To explore the surrounding regions of bla_CTX-M-15, PCR was performed with internal primers CTX1 and CTX2 and primers hybridizing to the ends of the insertion sequences ISEcp1 and IS903 (2) and to the conserved regions of class 1 integrons, 5'-CS and 3'-CS (6). Positive PCR products were obtained with primers ISEcp1F and CTX2 (911 bp) and primers CTX1 and IS903R (1,430 bp). Nucleotide sequence analysis indicated that bla_CTX-M-15 was flanked upstream by an ISEcp1-like element and downstream by an IS903-like element. Insertion sequences such as ISEcp1 or IS903 have already been described as flanking regions of bla_CTX-M-14, bla_CTX-M-17, and bla_CTX-M-19 (2, 4, 9).

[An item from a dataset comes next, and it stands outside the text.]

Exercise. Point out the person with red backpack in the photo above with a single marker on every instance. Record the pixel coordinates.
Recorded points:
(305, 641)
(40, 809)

A class 1 integron was identified containing an aadA1 and an aadA2 gene not associated with the bla_CTX-M-15 gene.

The –35 and –10 promoter sequences for bla_CTX-M-15 expression are located at the end of an ISEcp1-like element upstream of its inverted repeat, which is 48 bp from the start codon ATG (data not shown), as already described for bla_CTX-M-15 from India and Turkey and different from the bla_CTX-M-15 gene described in Poland, in which the distance is 128 bp (4, 9). In addition, analysis of the downstream region of bla_CTX-M-15 showed that 685 nucleotides had 97% similarity to IS903-C from bla_CTX-M-17.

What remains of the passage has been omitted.